Filed Under: Big Fat Lies

Driving Ourselves to Obesity?

In our travels covering America’s obsession with obesity, we’ve seen a ridiculously broad (and sometimes downright comical) list of supposed causes for our collective love-handles and muffin-tops. Most of the blame, of course, has fallen on food and beverages. So if you’re munching on a bran muffin or eating a hummus-and-tree-bark sandwich right now, we completely understand. But it turns out that a smarter way to stay trim might involve nothing more radical than reading this on a smartphone while taking a walk around the block.

First it was saturated fat, then trans fat. It’s been the donuts, the cheeseburgers, the soft drinks, the high fructose corn syrup, the movie popcorn, the airport food, and the school lunches. We’ve been warned about restaurant menus that failed to lecture us about calorie counts, our “obesogenic environment,” zoning laws that allow entrepreneurs to erect new fast-food lunch counters, and even the appalling absence of extra taxes on everything that tastes good.

But today a University of Illinois researcher is pointing a fat finger in a new direction: the automobile.

“You can think of obesity as an energy imbalance,” [computer science professor Sheldon H.] Jacobson said. “People consume food, which is a form of energy, and then they expend it in their activities.
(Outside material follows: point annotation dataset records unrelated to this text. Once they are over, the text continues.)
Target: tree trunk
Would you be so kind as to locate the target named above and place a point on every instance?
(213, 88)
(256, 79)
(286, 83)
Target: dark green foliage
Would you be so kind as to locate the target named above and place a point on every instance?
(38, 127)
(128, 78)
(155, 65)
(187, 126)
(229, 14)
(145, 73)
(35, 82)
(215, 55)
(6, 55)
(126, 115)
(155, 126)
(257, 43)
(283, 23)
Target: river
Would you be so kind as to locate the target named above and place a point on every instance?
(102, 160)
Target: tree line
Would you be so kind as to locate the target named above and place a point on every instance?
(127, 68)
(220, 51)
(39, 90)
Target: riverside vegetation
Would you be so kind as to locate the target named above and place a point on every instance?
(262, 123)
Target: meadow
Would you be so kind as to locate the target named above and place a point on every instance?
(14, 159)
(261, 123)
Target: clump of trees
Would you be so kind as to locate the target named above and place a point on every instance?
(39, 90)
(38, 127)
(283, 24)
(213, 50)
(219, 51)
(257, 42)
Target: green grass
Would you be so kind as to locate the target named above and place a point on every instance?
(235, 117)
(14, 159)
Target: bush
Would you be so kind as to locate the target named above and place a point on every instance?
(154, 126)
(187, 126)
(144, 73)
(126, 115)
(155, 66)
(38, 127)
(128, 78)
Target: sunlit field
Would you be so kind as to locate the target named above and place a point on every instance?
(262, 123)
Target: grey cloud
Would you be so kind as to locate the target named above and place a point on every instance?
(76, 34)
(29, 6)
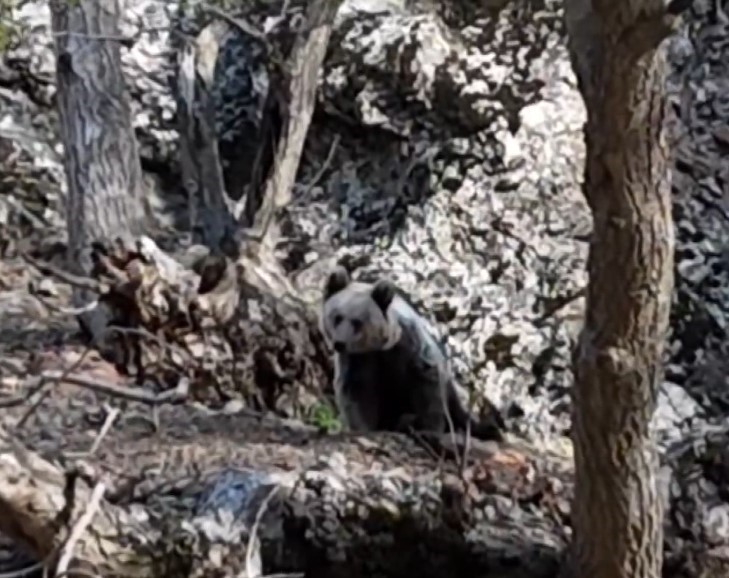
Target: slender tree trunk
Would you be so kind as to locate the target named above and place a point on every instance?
(101, 157)
(619, 58)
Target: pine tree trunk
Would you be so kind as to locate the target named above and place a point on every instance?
(620, 62)
(101, 157)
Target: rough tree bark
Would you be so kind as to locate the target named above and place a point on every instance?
(101, 158)
(617, 52)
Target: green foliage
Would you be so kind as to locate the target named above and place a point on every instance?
(324, 417)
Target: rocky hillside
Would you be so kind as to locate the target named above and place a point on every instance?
(446, 151)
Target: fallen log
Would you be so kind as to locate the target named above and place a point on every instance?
(232, 329)
(326, 505)
(183, 500)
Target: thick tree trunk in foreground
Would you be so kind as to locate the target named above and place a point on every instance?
(617, 514)
(102, 163)
(101, 158)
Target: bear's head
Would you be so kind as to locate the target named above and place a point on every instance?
(357, 317)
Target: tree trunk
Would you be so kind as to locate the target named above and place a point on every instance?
(621, 67)
(102, 164)
(101, 158)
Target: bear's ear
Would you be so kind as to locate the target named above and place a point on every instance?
(338, 279)
(383, 293)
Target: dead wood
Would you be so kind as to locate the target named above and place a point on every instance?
(231, 329)
(291, 81)
(209, 209)
(391, 511)
(303, 68)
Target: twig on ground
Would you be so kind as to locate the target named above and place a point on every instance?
(74, 311)
(112, 415)
(560, 303)
(176, 395)
(65, 276)
(79, 528)
(328, 161)
(42, 385)
(253, 535)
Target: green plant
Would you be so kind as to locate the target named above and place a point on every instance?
(324, 417)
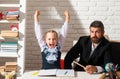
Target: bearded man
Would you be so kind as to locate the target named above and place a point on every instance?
(93, 50)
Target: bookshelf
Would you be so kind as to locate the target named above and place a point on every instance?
(20, 55)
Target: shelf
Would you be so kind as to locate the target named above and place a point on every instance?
(4, 54)
(8, 21)
(9, 5)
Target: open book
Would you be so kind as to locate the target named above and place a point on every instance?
(56, 72)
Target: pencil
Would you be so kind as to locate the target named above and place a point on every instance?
(79, 64)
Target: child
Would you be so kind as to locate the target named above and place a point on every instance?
(51, 45)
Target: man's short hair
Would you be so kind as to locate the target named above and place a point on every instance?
(98, 24)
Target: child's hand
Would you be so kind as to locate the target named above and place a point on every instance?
(67, 16)
(66, 13)
(37, 13)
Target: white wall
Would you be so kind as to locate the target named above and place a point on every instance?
(82, 13)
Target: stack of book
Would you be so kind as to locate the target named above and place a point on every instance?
(9, 47)
(2, 68)
(12, 15)
(9, 34)
(10, 66)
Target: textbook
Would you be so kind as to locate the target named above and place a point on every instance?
(57, 72)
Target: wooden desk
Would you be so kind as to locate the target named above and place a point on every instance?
(78, 75)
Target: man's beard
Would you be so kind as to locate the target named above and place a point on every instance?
(95, 40)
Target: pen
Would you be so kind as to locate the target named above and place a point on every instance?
(65, 72)
(79, 64)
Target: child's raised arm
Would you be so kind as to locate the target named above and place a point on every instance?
(67, 19)
(36, 15)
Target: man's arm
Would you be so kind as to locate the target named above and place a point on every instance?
(64, 28)
(37, 28)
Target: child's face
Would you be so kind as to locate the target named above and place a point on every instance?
(51, 39)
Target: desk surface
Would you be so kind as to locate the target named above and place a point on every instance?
(79, 75)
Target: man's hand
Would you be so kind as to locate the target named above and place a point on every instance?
(91, 69)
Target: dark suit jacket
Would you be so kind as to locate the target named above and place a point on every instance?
(82, 49)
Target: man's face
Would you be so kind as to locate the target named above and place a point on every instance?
(96, 34)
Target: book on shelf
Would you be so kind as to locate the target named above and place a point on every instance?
(57, 72)
(9, 33)
(10, 66)
(9, 44)
(2, 68)
(12, 15)
(9, 47)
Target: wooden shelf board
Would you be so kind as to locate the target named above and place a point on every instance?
(4, 54)
(9, 5)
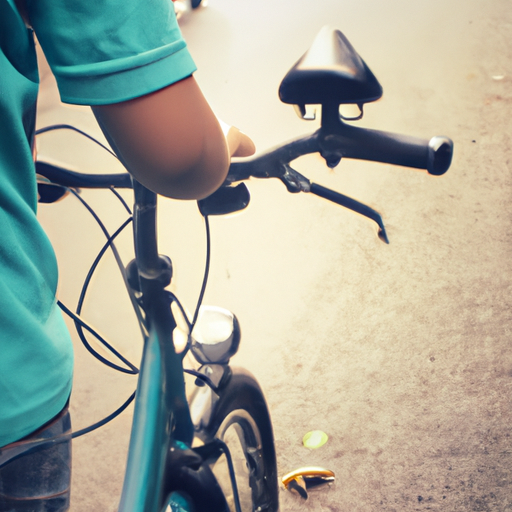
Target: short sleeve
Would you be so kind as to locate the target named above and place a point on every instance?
(107, 51)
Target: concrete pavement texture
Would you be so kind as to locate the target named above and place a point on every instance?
(400, 353)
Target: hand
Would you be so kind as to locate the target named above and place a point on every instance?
(239, 144)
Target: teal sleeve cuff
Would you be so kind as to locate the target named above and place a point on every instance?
(124, 79)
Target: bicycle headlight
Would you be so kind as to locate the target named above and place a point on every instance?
(216, 335)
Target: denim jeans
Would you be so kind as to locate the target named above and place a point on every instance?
(39, 479)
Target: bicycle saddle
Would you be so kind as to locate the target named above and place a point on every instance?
(331, 71)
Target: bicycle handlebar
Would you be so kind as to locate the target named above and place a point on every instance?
(334, 140)
(350, 142)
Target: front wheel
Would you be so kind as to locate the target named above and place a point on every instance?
(242, 421)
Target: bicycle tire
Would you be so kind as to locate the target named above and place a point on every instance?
(242, 405)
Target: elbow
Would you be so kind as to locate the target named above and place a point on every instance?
(195, 175)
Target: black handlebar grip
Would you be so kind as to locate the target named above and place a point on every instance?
(440, 151)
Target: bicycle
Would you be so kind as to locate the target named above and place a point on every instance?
(175, 443)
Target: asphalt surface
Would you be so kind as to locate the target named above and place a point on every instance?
(401, 352)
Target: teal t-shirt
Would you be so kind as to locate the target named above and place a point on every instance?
(101, 52)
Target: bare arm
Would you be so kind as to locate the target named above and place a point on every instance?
(170, 140)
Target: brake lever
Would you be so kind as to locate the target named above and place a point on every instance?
(353, 205)
(296, 182)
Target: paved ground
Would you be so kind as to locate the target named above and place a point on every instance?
(400, 353)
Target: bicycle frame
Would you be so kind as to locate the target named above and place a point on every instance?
(162, 420)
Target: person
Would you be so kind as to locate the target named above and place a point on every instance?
(128, 61)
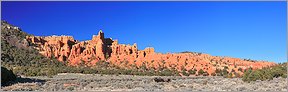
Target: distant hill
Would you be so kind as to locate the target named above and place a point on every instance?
(32, 55)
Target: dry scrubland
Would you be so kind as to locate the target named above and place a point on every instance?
(97, 82)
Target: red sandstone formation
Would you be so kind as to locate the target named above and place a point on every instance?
(65, 48)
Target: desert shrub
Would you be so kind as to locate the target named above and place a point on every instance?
(6, 75)
(266, 73)
(192, 71)
(201, 72)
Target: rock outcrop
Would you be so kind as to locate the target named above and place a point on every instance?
(65, 48)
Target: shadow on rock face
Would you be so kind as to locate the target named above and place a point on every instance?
(23, 80)
(159, 79)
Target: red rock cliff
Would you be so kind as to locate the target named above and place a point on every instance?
(65, 48)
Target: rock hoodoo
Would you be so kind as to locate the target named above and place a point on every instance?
(65, 48)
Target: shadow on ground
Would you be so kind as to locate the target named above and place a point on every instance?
(23, 80)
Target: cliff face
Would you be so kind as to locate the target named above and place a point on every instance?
(65, 48)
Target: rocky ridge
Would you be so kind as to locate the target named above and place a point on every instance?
(65, 48)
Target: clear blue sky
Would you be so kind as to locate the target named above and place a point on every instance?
(255, 30)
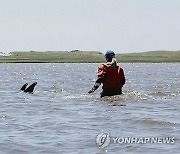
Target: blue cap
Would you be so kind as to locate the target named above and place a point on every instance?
(109, 53)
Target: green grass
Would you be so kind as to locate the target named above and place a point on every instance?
(88, 57)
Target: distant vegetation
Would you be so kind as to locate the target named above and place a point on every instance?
(77, 56)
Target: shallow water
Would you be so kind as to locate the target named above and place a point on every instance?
(60, 117)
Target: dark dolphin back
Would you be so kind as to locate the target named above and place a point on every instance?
(31, 88)
(24, 87)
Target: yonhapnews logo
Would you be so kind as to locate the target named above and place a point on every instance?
(104, 139)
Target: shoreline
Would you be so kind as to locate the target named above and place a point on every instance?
(89, 57)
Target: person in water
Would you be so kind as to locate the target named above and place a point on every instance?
(111, 76)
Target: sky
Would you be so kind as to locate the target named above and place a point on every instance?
(123, 26)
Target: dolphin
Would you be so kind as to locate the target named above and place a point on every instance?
(30, 89)
(24, 87)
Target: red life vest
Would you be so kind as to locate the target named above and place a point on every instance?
(114, 77)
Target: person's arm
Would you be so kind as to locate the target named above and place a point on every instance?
(101, 78)
(122, 77)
But if you look over the last 60-plus years, the automobile has become our primary mode of transportation – so much so, in fact, we have literally designed our way of life around it. It is that energy imbalance that ultimately may lead to obesity.”

Yes, laying public-health problems at the feet of the automobile industry is a bit silly, but it’s actually more helpful than a blame-the-chicken-nugget approach. And if this is a ridiculously oversimplified explanation for obesity, the same should be said about everything the blame-food-first crowd has suggested over the years.

“In places like China and India, where the automobile is increasingly competing with cycling and walking as a mode of transportation, they are observing more obesity,” Jacobson added. “I am not convinced that tactical interventions like taking soda machines out of schools and adding 15 minutes of recess time will have an enduring impact.”

The bigger picture, of course, is that automobile use is just one of many reasons why we move our bodies far less than our ancestors did. In our landmark book, Small Choices, Big Bodies, we examined a long list of tiny technological lifestyle tweaks that are cumulatively responsible for the loss of literally millions of potential calorie-burning opportunities. If you haven’t browsed this entertaining report, it’s worth a download.

In Small Choices, we took note of a 2007 study that reported much the same thing as today’s University of Illinois findings, and several others that supported its basic premise:

One 2005 study found that car commuters were 13 percent more likely to be obese or overweight compared to those who walked or cycled to work. Another calculated that every 60 minutes per day in a car added 6 percent to a person’s odds of being obese, while those odds decreased by 4.8 percent for every kilometer walked. One hour spent walking briskly or cycling quickly can burn 325 or 720 calories, respectively, while sitting in a car uses only about 80 calories per hour.

Evidence is growing that how we live contributes to obesity at least as much as what we eat. And as much as some professional obesity warriors would like to pretend otherwise, moving our bodies—and not just toward the salad bar—is our best hope for becoming a healthier nation.